Shoot one’s cuffs
Q From Don Richardson: Would you explain shot his cuffs? I think I know what this means but can find no printed explanation.
A It’s a phrase that’s relatively easy to find in dictionaries and books on idioms. All will tell you the obvious, that to shoot your cuffs is to pull or jerk your shirt cuffs out so that they project beyond the cuffs of your coat. At this point, all the reference books I’ve consulted abandon the reader, leaving him wondering why anybody would do such a thing.

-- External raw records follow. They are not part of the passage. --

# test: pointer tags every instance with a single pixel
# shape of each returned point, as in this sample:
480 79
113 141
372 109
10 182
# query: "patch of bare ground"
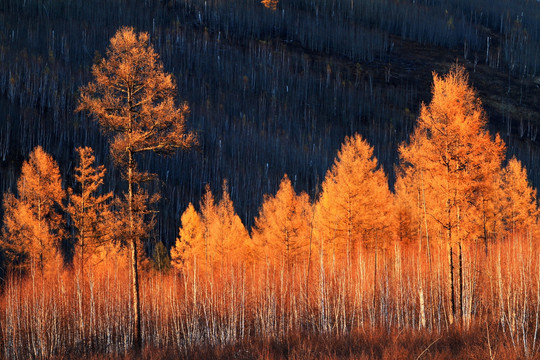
475 343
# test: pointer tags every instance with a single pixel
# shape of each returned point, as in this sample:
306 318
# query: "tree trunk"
460 281
137 338
452 310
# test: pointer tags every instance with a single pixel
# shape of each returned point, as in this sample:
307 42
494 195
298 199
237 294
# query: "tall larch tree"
283 227
355 202
189 250
230 243
457 162
89 210
133 99
518 205
33 223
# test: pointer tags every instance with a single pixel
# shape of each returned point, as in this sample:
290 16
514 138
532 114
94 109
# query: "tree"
283 227
518 202
89 211
132 98
270 4
456 162
229 239
33 222
355 201
189 248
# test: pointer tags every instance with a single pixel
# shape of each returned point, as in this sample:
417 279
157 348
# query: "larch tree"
189 250
283 227
456 161
33 221
355 202
518 199
270 4
230 242
133 99
90 212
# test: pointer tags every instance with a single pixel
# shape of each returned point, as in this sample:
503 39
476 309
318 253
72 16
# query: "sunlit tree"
355 202
189 249
270 4
283 227
456 162
33 221
229 243
89 210
518 203
133 99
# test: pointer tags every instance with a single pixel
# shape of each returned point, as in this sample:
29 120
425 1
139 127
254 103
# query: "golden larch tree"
518 199
189 250
270 4
90 211
455 162
133 99
355 202
283 228
229 243
33 221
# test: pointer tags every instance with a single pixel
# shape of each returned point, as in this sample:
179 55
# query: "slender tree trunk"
452 310
137 338
460 281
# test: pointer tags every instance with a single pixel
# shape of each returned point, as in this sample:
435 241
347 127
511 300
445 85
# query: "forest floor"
476 343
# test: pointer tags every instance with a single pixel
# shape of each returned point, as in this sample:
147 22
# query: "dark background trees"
270 92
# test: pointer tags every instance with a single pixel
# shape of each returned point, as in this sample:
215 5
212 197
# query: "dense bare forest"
375 162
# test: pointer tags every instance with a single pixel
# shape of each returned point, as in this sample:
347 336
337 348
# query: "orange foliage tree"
213 240
133 99
455 162
355 202
189 249
89 211
518 199
270 4
33 222
283 227
229 241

It has long been a precept among tailors — I am intrigued to learn that several guides to good dressing today continue to repeat the opinion — that a properly dressed man should allow about a quarter to half an inch of shirt cuff to peep out of his jacket sleeves, just enough to show his cufflinks. To shoot one’s cuffs is to achieve this desirable state of dress. Since one way to do it is to jerk the shoulders and arms so that the cuffs pop into view, shooting them is a good name for it, in the verb’s sense of “causing something to move suddenly and rapidly in a particular direction”.

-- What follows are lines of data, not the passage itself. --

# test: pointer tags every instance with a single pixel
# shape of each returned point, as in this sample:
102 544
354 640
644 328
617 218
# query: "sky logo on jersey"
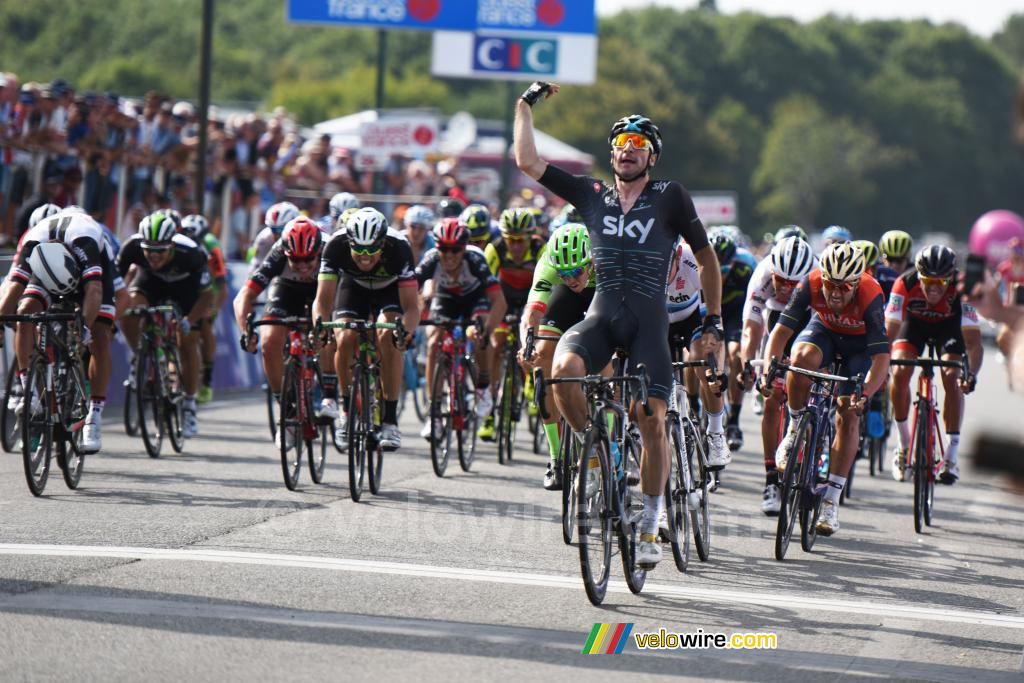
634 229
515 54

As a gesture, it can mean several things. One is described in Susan Lenox by David Graham Phillips, dated 1917: “And he ‘shot’ his cuffs with a gesture of careless elegance that his cuff links might assist in the picture of the ‘swell dresser’ he felt he was posing.” But it is often a mark of displaced emotion, especially nervousness: “As he talked, David continuously straightened his clothes — he smoothed his tie, shot his cuffs, snugged his collar, pulled up the creases in his trousers from his thighs. Then he’d cross one ankle over his knee, pull up his sock, cross the other ankle.” (Michael Crichton, Prey, 2003.)

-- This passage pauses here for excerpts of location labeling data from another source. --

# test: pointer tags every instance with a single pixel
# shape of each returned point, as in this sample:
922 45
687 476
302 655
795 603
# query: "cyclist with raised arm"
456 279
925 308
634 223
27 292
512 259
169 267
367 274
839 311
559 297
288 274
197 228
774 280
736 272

A man often dresses formally and makes an effort at some difficult time, such as an interview for a job or meeting for the first time the father of the woman he is proposing to marry. A desire to look one’s best is important and helps one’s courage. You can tell how significant it is for the whole man to look as polished as possible under such circumstances by the number of times that descriptions also refer to smoothing his hair, adjusting his tie or collar, brushing up his shoes, neatening his clothes, straightening his shoulders or in other ways making sure he looks smart.
Various other emotions are also recorded: “Captain von Heumann would twirl his mustaches into twin spires, shoot his white cuffs over his rings, and stare at me insolently through his rimless eyeglasses.” (E W Hornung, The Amateur Cracksman, 1899); “Gurin rose wearily to his feet and shot his cuffs by way of showing impatience.” (Abe and Mawruss by Montague Glass, 1909); “He shot his cuffs fiercely. The British Lion was roused.” (P G Wodehouse, The Intrusion of Jimmy, 1910); “Everything about him, from his stiff upper lip to his shoot-the-cuffs manner, implied take-charge authority and competence.” (Simon Hawke, The Wizard of Whitechapel, 1988).